A collection of tiger stories and pictures published on my Instagram account during the current season.

21st March 2020
The gripping drama of the tigers of Kanha has come to a temporary halt.
Yet it is still developing behind closed curtains.
Will the brave Jamuntola niche himself in the heart of the prime territory or will he be pushed out by the rused Umarpani ?
For growling is certainly still going on in the shadowy patches of forest, while the waterholes start to lure the animals with promises of cleanse and relief.
And one day the epilogue shall be revealed, a final act, in this crazy stage that we call the world.

8th March 2020
« But what does it mean, the plague ? It’s life, that’s all »*
Strange times are ahead, times of uncertainty.
I’ve always been a compulsive reader, and I can hardly help digging up literary memories about existential questions on pestilential doom.
In the heart of our wilderness, the insecurity of men has finally reached the jungle.
While the ant-like human circus has unashamedly let panic take over and escalate, a tigress innate behaviour is one of unfretted courage.
Waiting for an uncomfortable but necessary development, I shall remember this day, when a shy and elusive female crossed the road in front of me. Snarling, evidently unimpressed by the presence of those who were desperately trying to surf the wave of her magnetic allure.
*Albert Camus, The Plague.

25th February 2020
Try to step into her life.
Step into a life where you hold nothing but your fire.
Where you lose everything or you win it all, a Russian roulette of survival of the fittest.
Step into the life of Dhawajhandi female, Kanha’s most skillful huntress and experienced mother.
Tough is the life of a tigress, whose wisdom is learnt from blood, whose legacy is left through blood.
Fiercely raising her cubs in the heart of her lost mate’s territory, the memory of her past litter’s loss is alive in her cautious and shrewd behaviour.
A few males on the prowl are trying to occupy the space left vacant, electrifying the forest with the thunder of potential danger, looking for a fight.
Nothing but her fire can hold off the strength of the looming tempest.

12th February 2020
A tiger comes to mind.
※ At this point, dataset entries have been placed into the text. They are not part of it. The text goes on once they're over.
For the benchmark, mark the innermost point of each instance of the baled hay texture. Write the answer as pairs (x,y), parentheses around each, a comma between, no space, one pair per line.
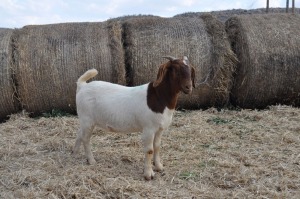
(268,50)
(206,154)
(147,39)
(224,15)
(8,102)
(50,59)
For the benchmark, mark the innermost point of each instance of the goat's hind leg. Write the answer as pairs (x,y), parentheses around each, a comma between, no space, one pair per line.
(84,136)
(77,143)
(156,145)
(147,138)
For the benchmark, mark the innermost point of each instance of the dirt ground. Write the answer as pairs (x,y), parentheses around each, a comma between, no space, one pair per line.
(206,154)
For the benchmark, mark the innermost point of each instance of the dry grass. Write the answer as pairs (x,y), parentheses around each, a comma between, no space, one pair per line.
(207,154)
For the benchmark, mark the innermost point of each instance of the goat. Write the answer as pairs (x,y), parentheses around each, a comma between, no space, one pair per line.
(147,108)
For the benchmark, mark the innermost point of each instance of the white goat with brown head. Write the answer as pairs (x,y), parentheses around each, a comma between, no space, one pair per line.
(147,108)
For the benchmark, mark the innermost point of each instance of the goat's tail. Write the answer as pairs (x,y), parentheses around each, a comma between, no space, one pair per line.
(86,76)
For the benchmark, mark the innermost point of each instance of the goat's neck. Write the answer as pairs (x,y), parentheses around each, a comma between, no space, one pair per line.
(162,96)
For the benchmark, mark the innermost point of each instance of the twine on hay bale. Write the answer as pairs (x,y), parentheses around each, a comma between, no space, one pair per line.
(147,39)
(50,58)
(8,102)
(267,47)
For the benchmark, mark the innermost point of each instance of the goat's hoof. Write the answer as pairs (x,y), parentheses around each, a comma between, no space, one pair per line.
(158,167)
(91,161)
(149,175)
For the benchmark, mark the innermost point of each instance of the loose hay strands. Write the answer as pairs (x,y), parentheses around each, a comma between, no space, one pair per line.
(147,39)
(206,154)
(50,58)
(267,47)
(8,102)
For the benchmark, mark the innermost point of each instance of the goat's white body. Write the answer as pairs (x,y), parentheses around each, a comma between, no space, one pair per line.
(118,108)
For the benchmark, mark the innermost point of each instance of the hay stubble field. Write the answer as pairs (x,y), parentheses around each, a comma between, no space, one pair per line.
(206,154)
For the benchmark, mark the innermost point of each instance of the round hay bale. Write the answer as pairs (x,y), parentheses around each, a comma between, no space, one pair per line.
(50,59)
(267,47)
(147,39)
(8,100)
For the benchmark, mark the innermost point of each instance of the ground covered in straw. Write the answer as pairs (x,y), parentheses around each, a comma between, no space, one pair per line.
(206,154)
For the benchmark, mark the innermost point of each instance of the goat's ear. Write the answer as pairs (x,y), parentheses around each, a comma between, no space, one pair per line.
(162,71)
(193,76)
(185,60)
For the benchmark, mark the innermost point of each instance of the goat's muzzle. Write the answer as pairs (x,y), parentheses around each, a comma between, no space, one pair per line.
(187,89)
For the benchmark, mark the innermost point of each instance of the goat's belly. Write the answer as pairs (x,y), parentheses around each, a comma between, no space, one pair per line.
(119,127)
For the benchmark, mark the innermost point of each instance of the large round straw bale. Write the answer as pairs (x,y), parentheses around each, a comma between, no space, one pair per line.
(8,101)
(147,39)
(224,15)
(268,48)
(50,58)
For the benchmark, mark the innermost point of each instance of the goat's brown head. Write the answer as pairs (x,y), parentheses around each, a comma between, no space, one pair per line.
(178,72)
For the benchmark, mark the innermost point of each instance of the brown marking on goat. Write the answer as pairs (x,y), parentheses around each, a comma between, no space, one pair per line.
(172,77)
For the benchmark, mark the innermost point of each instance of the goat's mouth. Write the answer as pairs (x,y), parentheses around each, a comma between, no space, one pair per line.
(187,90)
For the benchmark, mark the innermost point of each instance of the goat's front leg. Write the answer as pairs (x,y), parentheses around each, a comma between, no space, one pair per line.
(156,146)
(147,139)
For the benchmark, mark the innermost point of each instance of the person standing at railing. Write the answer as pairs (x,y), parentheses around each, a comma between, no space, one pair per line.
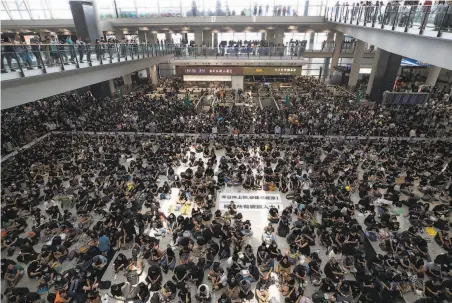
(440,12)
(336,14)
(62,51)
(35,49)
(70,45)
(81,48)
(54,49)
(22,50)
(8,54)
(426,9)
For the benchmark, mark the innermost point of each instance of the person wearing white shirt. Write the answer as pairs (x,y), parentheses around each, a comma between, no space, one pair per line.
(203,293)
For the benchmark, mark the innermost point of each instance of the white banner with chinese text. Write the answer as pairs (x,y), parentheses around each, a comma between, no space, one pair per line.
(250,201)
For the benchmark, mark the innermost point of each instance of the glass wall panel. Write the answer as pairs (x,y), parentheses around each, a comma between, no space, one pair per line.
(126,8)
(106,9)
(147,8)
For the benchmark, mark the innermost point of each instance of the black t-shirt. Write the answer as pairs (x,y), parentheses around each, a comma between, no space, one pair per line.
(432,286)
(32,297)
(180,271)
(129,227)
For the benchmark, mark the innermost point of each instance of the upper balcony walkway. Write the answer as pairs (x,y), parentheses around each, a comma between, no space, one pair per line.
(37,73)
(267,53)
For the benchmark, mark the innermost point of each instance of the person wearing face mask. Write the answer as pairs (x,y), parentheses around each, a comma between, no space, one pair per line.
(231,290)
(224,299)
(61,283)
(203,294)
(154,277)
(90,282)
(262,293)
(267,236)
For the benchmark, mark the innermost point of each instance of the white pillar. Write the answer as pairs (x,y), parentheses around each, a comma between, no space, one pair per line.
(337,51)
(142,36)
(97,15)
(154,77)
(119,35)
(433,73)
(127,82)
(206,38)
(148,74)
(168,38)
(198,38)
(215,40)
(111,84)
(330,37)
(374,70)
(279,37)
(311,40)
(356,65)
(151,37)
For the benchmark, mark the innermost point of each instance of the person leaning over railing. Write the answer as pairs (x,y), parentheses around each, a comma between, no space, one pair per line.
(22,51)
(9,54)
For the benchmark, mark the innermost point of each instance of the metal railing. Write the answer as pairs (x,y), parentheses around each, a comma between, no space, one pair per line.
(260,52)
(22,60)
(428,20)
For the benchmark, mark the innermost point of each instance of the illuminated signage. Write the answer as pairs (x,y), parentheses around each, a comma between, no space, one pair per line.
(272,71)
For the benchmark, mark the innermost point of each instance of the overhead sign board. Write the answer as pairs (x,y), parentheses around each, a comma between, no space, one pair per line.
(272,71)
(250,201)
(209,70)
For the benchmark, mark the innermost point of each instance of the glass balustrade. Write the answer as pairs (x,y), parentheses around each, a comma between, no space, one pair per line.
(259,52)
(432,21)
(25,60)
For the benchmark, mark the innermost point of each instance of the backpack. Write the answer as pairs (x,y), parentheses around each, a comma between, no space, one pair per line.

The twilight here
Exalts the vast and busy Library
And seems to set the bookshelves back in gloom;
Innocent, ruthless, bloodstained, sleek
It wanders through its forest and its day
Printing a track along the muddy banks
Of sluggish streams whose names it does not know
(In its world there are no names or past
Or time to come, only the vivid now)
And makes its way across wild distances
Sniffing the braided labyrinth of smells
And in the wind picking the smell of dawn
And tantalizing scent of grazing deer;
Among the bamboo’s slanting stripes I glimpse
The tiger’s stripes and sense the bony frame
Under the splendid, quivering cover of skin. (…)
Jorge Luis Borges, The Other Tiger.

9th February 2020
Fire, walk with me.
A shapeshifter, able to transcend any attachment, slipping in and out of shells, a tigress is preparing to hunt.
Like a seasoned Tai Chi practitioner, she breaths the air in and transforms it into pure energy and motion.
One of the principles of this ancient martial art prescribes the understanding of the difference between substantial and insubstantial, between density and lightness in the moving of one’s own frame.
The innate ethereal coordination of a predator stalking its prey has been compared to the slow-moving body art of the Chen style first routine, evocatively called silk reeling.
A spiral refined force, rather than brutal strength.
Pure fire and silk on the move.

30th January 2020
A note on tiger tracking.
How to find a naturally shy, elusive animal, whose nature is of the uttermost discretion, in an impenetrable forest ?
It’s hard work.
Forget the vast plains of Africa, the marvellous savannah where the game of predator and prey unravels in front of you with nonchalant eternity.
Here, in the heart of Central India, in the dense thick forest, the game of tigers is one of patience and strategy.
Although our blasé overconsumption of social media might suggest the opposite, finding a tiger is no easy task.
Hours spent waiting, listening to the sounds of the forest, interpreting the signs of nature.
Most often than not losing all hopes, and sometimes secretly wishing for the safari time to come to an end.
I have not been blessed by the gift of persistence. Easy to get annoyed, dreading any form of soporific numbing of time, the nemesis of queues and the inefficiency of daily life.
And then comes the tiger, the only creature who inspired me patience.
Tiger tracking can be painful, slow, sometimes pointless, a hopeless game of outsmarting a smarter creature.
And then, unexpectedly, the marvel of nature discloses in front of our eyes, just for a few minutes.
It’s all worth it. Keep waiting, keep tracking. Always expect the unexpected.

18th January 2020
“Why do you want to climb Mount Everest ?” “Because it’s there”. The answer given by George Mallory to some journalists prior to his 1924 famous mountaineering expedition has been written in the book of legend.
So glorious, yet so simple a statement.
The young explorer never came back from that mountain. His remains have only recently been found. Irivine’s, his rope companion, are yet to be discovered. He’s the one who was carrying the camera that might contain proof of their party having reached Mount Everest’s summit almost 30 years before Hillary and Norgay’s more acclaimed exploit.
If they did, the world might never know.
Did they know they were risking their lives ? Most definitely. Still, up there they went. Was it worth it ? The dead can’t tell.
But the epic sentence pronounced by Mallory is certainly his real legacy.
What is it that drives us to far away countries, to the wilderness, out of our comfort zone, working on projects that might seem far fetched to say the least ?
Mallory’s words remind us to follow our dreams, as wild as they can be. In today’s world, most of us will not venture in such an extreme and dangerous project. Yet, we can all relate and apply them to our daily lives.
That’s what I’d like to reply to the many appalled people who ask me why I have left the relative certainty of a life in a well-know country to venture looking for tigers. I did it, no matter the limitations, the language barriers, the difficulties and the daily uncertainties about the future.
To these people I’d like to say : well, why not ? Because they’re there.
2 Comments
It’s geniusly concluded ! Fantastic !
Thanks a lot !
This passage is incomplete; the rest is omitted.